To be fair, this has been a really live and lively debate in my head (and occasionally out loud) because:
1. I’ve recently become freelance again SO you know, I can eat ice-cream whenever I want.
2. It’s been very hot.
3. I am working at home and the freezer taunts me with its tantalising ice-cream content. Vanilla? Magnum? Mint Choc Chip? Strawberry and Cream?
It would, of course, be flippant to say this is the major concern of freelancers and yet this ice-cream dilemma does exemplify and highlight a major difference of freelance vs PAYE, or freedom vs structure, solitude vs company, self-determinism vs company policy (or custom and practice).
Working for someone else, whilst more flexible than it’s ever been in some quarters in terms of hybrid vs remote (though NOT for everyone), nonetheless provides a daily structure – a negotiated time to start and finish, and if you’re full time a quantity of hours and expectations for delivery. And meetings. This might just be my experience BUT lots and lots of meetings – meetings that would make better emails, meetings where things are way bigger and need more time than designated, management meetings, meetings about potential meetings, meetings to look at the future, or the past. And many of these meetings generate actions that need to be accomplished before the next meeting.
But above all what this structuring does to your every day is keep your ice-cream issues in check. I mean you can make a beeline for the fridge (I mean they do have fridges in workplaces) but tongues would surely way if you’re always there rootling around in the freezer for a block of Neapolitan to slice and dice into wafers.

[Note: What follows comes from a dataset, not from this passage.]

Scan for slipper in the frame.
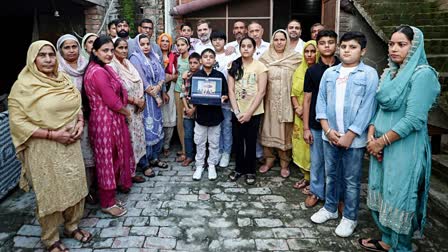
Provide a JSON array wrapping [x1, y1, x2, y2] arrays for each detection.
[[280, 167, 291, 178], [47, 240, 70, 252], [64, 228, 93, 243], [292, 179, 310, 190], [258, 164, 272, 173], [300, 185, 311, 195], [176, 154, 187, 162], [143, 167, 156, 178], [358, 238, 389, 252]]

Freelance: ah freedom! Erm no, not really. Freelance (and I suspect remote work) is about a self-imposed structure, a thoughtful arrangement of time to deliver your competing commitments (not that different from the workplace then?) with the main difference being that you have to impose your own schedule. But the big upside is that you can eat all the ice-cream, and, largely speaking when you want to. (Is it tax-deductible? Is ice-cream eating a critical business expense? Health well-being – I’d say.)
There’s obviously fundamental difference between PAYE and self-employment but work values: integrity, timekeeping, efficiency, delivery, commitment, collaboration, and many others are all values held in common but how and when you deliver as a freelancer are more in your control. As is what you choose to spend your time doing. And all this makes the metaphor of the ice-cream all the more pertinent: when you eat it, in what quantities you eat it and the frequency with which you eat it is entirely your business to decide.
And metaphor aside, this issue of when, how, what, who with has been exercising me a lot. Because structure matters. Because structure is necessary for anything that thrives.
Last time I was freelance, I had this crazy over-working idea in my head about dividing each day into 3 (3 half days) or if you like 3 lots of ice-creams: which meant that I worked morning afternoon and evening and sometimes Saturday and Sunday too.
Two things: I was last freelance 12 years ago, and I was younger then. And secondly, these 3 half days a day thing no long feels sustainable.
Hence my pre-occupation with structure. I’m not averse to working ‘after’ hours. I’ve worked in theatre most of my working life and after hours is taken as read – and I know that my personality is the sort that works tirelessly at things that interest me and that matter. And even though I’ve not been a teacher for 30 years I still have to fight myself to not work on Sunday afternoon! But I also know that I will not survive if I don’t put clear parameters on my time.
So, ice-cream. Eating it vs leaving it in the freezer for a treat? Both. Because thriving means structure but also being flexible – eating the ice-cream when needed (if it could be said to ever be needed.) Thriving means doing what needs to be done in a measured, systematic way that doesn’t exclude the possibility of a nice cone full of salted caramel when you feel like it.